Mama's Wet Bottom Shoo-Fly Pie
Author: Liz the Chef
Prep time:
Cook time:
Total time:
Serves: 6
- 1 nine-inch pie crust, unbaked
- 1 egg yolk
- ½ cup unsulphured molasses
- ¾ cup boiling water
- 1 teaspoon baking soda
- 1 cup all-purpose unbleached white flour
- ½ cup brown sugar, lightly packed
- ½ teaspoon kosher salt
- ½ teaspoon ground cinnamon
- ⅛ teaspoon freshly grated nutmeg
- ⅛ teaspoon ground ginger
- ⅛ teaspoon ground cloves
- 2 tablespoons unsalted butter, at room temperature
- Preheat oven to 400 degrees.
- Place the pie crust in a glass or ceramic pie plate, flute edges and set aside.

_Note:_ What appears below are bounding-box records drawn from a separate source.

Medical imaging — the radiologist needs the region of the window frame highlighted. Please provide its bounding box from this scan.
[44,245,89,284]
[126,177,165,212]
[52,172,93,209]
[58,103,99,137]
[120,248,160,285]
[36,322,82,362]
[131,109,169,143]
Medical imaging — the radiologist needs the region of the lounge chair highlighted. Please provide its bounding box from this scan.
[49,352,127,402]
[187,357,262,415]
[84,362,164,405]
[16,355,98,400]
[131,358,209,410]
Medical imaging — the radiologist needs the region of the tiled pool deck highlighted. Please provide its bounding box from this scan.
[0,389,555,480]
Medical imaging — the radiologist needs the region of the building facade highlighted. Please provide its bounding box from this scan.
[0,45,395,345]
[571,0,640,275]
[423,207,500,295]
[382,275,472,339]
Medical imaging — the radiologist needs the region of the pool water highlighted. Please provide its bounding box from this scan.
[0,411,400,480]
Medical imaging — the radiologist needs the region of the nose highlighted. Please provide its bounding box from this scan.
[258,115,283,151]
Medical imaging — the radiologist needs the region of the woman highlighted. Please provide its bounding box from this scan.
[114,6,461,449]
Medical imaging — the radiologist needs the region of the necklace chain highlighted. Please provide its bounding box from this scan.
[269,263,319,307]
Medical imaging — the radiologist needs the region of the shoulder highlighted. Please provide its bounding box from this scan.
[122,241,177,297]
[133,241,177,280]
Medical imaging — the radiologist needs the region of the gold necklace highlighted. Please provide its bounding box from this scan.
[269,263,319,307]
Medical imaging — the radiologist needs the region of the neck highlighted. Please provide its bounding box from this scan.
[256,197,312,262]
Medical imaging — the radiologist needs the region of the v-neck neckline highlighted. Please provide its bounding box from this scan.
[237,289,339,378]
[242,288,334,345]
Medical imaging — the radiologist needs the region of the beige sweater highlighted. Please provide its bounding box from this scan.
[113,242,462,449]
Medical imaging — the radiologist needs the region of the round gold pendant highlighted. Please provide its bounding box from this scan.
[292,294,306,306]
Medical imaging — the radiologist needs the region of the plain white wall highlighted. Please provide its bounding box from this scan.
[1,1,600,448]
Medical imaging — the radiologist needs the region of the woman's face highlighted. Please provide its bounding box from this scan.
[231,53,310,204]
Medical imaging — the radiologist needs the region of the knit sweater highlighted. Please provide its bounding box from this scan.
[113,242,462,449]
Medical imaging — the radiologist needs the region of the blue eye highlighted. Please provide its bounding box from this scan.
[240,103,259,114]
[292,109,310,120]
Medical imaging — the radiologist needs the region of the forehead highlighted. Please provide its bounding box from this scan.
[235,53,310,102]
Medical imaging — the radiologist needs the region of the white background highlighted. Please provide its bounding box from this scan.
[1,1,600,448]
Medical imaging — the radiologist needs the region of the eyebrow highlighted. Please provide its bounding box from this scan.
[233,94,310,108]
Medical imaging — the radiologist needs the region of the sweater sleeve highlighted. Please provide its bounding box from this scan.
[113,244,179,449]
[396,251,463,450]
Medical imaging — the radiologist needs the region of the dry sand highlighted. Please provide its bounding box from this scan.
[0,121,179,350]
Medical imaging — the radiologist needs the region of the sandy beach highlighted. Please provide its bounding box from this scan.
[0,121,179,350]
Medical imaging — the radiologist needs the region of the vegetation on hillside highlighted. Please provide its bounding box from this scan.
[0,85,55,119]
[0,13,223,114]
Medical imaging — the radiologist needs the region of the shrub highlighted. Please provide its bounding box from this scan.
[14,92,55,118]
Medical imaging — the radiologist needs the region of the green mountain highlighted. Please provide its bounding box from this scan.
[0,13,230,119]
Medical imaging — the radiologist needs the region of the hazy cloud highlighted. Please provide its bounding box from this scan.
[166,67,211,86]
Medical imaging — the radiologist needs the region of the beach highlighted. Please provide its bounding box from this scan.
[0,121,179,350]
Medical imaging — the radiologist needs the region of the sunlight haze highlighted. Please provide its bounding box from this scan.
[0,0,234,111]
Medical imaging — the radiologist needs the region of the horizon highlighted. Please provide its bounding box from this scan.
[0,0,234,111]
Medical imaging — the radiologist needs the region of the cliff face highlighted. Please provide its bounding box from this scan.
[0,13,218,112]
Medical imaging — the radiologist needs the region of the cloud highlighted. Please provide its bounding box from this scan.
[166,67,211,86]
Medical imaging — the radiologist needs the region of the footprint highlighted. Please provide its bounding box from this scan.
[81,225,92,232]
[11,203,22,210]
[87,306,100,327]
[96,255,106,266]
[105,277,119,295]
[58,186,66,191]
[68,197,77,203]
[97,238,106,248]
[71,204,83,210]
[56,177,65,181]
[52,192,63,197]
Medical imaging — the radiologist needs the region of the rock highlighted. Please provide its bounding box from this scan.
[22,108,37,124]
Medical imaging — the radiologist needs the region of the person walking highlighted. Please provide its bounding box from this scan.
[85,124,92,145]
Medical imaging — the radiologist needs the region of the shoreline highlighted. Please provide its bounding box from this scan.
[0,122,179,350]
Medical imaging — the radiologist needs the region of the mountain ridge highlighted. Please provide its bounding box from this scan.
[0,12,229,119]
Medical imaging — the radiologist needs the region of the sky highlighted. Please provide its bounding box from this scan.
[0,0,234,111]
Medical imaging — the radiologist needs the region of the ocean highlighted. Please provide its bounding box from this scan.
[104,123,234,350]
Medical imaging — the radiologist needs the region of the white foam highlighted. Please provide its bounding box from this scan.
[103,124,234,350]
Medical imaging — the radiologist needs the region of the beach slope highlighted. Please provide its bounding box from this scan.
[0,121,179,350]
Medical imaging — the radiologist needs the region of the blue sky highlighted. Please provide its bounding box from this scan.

- Beat the egg yolk in a small bowl. Add the molasses and mix together.
- Add the baking soda to the boiling water and stir until the soda dissolves. Add to the egg-molasses mixture.
- Combine the dry ingredients in a medium-sized bowl. Add the butter and use your fingers to work into large crumbs.
- Pour the liquid mixture into the fluted pie crust.Sprinkle crumbs evenly on top.
- Bake for 10 minutes at 400 degrees, then lower heat to 325 degrees and bake for another 30 minutes.